Archival formalin fixed paraffin embedded pre treatment bladder biopsies from 101
patients with muscle invasive TCC were obtained. All patients subsequently received
radical radiotherapy as their only treatment for the disease. 4µm sections were graded
according to the WHO grading system and staged by the TNM classification. Angiogenesis
(CD31&CD34) counts were obtained using a 25-point Chalkley eyepiece graticule. Bcl-2
scored as positive and negative, while p53, Ki-67 and CD68 were estimated using an
eyepiece graticule. The medical records were examined to assess the response of the
tumour at the 3-month post radiotherapy cystoscopy and the long-term outcome. Patients
were classified into two groups in two sections: the first section includes (1) those free of
disease (no tumour detected in the bladder at the 3-month cystoscopy), (2) those with
resistant disease (tumour present at 3 months). The second section includes (1) those with
persistent or recurrent cancer in the bladder (tumour recurred after an initial 3 months
negative check cystoscopy together with patients with resistant disease at 3 months), (2)
those free of disease at all subsequent cystoscopies.

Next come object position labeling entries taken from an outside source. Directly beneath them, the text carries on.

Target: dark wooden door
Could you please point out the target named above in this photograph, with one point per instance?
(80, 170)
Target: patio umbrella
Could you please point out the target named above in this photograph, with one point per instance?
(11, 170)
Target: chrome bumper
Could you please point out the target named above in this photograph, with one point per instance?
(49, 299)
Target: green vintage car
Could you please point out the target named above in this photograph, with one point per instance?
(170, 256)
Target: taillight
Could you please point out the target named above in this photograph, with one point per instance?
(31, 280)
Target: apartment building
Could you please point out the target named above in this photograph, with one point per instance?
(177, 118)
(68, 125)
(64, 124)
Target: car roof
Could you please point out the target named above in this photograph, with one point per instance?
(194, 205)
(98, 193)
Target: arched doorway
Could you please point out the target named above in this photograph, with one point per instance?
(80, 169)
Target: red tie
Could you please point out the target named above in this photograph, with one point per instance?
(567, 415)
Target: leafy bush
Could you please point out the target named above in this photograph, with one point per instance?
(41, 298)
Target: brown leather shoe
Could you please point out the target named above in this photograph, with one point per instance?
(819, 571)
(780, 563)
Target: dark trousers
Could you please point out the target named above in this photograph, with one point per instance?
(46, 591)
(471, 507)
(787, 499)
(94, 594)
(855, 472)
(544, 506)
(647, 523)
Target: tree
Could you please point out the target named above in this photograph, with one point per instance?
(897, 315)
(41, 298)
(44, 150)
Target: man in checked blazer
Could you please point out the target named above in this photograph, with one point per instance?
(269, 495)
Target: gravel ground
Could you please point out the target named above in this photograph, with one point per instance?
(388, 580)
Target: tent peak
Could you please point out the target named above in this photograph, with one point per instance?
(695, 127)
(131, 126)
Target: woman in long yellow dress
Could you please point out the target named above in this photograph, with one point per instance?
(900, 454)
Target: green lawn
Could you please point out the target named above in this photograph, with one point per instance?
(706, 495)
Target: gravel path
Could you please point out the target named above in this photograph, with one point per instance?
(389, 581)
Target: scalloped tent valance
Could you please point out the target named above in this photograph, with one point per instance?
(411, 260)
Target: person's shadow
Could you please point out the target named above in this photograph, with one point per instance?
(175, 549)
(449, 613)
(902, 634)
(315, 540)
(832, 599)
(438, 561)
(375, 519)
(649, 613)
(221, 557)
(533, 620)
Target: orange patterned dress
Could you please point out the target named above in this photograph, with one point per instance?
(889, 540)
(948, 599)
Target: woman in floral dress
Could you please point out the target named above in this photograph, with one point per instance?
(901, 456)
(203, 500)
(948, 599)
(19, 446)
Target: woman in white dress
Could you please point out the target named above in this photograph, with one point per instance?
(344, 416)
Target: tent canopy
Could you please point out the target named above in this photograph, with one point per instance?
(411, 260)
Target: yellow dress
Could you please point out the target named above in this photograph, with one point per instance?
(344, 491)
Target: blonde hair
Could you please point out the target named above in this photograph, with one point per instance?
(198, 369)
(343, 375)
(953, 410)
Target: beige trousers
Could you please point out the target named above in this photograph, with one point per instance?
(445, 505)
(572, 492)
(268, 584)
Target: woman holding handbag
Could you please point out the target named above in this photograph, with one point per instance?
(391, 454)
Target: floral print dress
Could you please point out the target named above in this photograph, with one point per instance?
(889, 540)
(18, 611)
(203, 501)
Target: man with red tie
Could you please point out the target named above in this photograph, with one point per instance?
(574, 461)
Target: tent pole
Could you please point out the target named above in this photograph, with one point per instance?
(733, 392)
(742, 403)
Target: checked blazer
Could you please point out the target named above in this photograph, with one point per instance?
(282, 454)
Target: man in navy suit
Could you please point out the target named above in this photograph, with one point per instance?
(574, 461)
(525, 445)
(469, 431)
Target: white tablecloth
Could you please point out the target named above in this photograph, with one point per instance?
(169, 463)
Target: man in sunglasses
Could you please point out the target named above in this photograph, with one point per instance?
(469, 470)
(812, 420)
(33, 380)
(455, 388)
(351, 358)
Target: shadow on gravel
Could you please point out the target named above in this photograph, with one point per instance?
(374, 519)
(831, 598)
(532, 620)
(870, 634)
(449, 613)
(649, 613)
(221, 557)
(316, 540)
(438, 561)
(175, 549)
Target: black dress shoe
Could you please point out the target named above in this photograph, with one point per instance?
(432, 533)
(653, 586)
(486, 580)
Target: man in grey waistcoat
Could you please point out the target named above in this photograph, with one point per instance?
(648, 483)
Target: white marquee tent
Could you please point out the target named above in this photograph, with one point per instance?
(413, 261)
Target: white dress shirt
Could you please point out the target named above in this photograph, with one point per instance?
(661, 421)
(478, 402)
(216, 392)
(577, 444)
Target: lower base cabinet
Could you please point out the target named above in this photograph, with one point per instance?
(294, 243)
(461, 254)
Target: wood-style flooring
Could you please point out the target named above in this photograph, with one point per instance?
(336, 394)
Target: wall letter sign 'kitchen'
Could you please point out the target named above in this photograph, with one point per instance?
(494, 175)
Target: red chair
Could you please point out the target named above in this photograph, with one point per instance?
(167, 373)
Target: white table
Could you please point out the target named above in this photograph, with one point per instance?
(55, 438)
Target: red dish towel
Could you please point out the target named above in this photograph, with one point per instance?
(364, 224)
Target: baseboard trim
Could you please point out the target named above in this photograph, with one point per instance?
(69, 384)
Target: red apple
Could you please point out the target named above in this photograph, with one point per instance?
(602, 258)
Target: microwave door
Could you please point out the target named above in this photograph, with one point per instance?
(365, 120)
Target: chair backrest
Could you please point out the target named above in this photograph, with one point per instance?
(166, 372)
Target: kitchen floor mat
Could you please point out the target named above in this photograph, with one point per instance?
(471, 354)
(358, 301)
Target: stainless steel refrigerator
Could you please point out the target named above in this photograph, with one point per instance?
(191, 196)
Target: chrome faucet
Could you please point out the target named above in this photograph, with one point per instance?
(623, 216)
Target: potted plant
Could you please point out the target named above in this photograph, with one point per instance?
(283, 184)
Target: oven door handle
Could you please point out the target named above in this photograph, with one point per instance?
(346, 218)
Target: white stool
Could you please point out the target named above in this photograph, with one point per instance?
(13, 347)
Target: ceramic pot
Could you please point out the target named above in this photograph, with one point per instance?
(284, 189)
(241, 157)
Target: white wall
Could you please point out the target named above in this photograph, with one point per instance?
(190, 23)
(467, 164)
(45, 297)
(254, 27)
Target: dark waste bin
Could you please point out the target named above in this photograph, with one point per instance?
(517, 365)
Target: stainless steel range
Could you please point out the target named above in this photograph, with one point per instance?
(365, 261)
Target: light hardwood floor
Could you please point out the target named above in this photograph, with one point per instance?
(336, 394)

Detailed statistical analysis revealed that there were no association between any of the
markers examined and the response to radiotherapy. MVD using CD34 was lower in higher
stage tumours (p=0.050). Females, whilst representing only a small fraction (16) of the total
of patients studied showed an inferior response to radiotherapy when compared to that of
male patients (p=0.048). Higher median haemoglobin levels for the response group
(p=0.031) was observed as well as a positive significant correlation between p53 (L1)
expression and MIB-1 (LI) (r=0.332, p=0.001).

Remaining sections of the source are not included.